Apologise for the grumps and then tell her you tried and surely she can see this. It's a two-way thing, isn't it. You smile through the tears and she loves you for it; you winge through the treats and she feels like it's too much of an effort for you. I get pissed off when my DP shows me (through bitchy comments or facial expressions) how awful it is to have to do something for my benefit.

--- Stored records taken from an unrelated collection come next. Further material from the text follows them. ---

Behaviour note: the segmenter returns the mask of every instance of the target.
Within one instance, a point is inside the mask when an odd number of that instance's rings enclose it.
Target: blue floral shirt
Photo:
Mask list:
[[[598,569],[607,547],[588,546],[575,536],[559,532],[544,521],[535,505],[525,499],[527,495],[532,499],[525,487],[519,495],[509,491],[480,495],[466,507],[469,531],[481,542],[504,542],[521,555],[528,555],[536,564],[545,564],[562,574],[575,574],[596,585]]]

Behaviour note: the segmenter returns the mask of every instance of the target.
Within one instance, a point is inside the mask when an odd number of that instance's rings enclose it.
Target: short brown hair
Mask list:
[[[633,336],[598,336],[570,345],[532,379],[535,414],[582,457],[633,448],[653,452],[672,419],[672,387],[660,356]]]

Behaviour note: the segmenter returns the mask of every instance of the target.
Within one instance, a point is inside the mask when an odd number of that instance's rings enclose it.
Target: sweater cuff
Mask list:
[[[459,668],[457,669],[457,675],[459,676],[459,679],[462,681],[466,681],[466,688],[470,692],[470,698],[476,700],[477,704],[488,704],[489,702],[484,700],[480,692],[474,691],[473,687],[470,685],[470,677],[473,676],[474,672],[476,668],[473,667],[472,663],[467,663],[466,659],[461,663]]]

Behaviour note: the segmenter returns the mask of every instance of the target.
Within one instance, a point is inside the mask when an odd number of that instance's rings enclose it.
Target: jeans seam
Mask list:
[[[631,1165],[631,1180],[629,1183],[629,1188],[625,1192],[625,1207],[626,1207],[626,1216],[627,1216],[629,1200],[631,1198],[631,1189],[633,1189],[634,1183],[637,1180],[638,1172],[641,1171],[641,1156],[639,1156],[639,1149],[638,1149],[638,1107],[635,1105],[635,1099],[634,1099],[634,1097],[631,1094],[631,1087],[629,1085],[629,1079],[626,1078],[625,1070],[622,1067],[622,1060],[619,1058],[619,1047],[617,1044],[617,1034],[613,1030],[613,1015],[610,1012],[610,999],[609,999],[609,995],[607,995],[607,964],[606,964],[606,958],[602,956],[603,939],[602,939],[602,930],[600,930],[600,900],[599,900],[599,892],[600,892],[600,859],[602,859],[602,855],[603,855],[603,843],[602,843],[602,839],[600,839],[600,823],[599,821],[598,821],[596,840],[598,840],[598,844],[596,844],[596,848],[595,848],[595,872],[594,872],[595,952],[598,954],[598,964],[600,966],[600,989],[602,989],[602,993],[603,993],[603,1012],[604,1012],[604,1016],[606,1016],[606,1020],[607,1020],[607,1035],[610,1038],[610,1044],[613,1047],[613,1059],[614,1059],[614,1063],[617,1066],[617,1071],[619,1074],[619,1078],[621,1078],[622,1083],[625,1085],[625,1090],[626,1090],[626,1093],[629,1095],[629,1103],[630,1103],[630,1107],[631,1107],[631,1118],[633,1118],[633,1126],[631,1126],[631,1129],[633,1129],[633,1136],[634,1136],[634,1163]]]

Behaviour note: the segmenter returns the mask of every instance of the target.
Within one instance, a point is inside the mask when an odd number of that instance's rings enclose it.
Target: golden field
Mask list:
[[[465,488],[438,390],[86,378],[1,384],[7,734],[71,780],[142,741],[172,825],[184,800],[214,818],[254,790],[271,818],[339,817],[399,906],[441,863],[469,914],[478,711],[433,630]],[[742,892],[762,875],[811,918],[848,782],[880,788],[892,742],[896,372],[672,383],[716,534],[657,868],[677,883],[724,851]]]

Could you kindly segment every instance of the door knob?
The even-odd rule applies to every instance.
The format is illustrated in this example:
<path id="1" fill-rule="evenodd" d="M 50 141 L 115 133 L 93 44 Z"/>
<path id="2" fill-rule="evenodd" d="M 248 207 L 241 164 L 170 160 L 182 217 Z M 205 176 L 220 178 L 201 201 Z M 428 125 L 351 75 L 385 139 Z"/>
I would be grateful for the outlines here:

Spero What you said about the overblown stuff - my DP does wonderful grand gestures whilst a friend's does the fine detail and we've both wished for it to be the other way round!! Can't please all the people...

Tummytuckrequired · 24/03/2009 09:40

Yes I think you do get big brownie points. THis is the third year in a row that my DH has been away on Mother's Day and I am still waiting for a bunch of flowers / card. (sniff ...feeling sorry for myself).

I think I will ask DH to come to you for some tips!

YouKnowNothingoftheCrunch · 24/03/2009 10:02

Hmm, it's a tricky one.

So you did lots of lovely practical things for her but made her feel like your doing so was in some way "putting you out".

I would say that you score 10 points for practical gifts and -10 for making her feel bad for receiving them. Giving you a grand total of "might as well have done nothing".

And as for the Rugby... well, speaking as someone who has NEVER missed a six nations game in adulthood and completely understanding your situation I don't get why you couldn't watch it with the kids!

You have to set your ground rules there is no non-rugby related talking during a match. There is no standing in front of the TV. Children are to be given whatever they want as long as they can get it for themselves

When the kids were tiny they just slept through on my lap (there was a while when they were both mascots).

So that excuse is crappy. Yes, you couldn't go down the pub and watch it with your mates, but children of any age can be educated in the ways of Rugby for an afternoon. IT's important to start their education young (ds1 was 5 weeks old for his first).

Sorry. I think you're being unreasonable (although my views are easily swayed if you support the right nation )

mayorquimby · 24/03/2009 10:03

she's taking the piss.
what does she normally do for you on fathers day?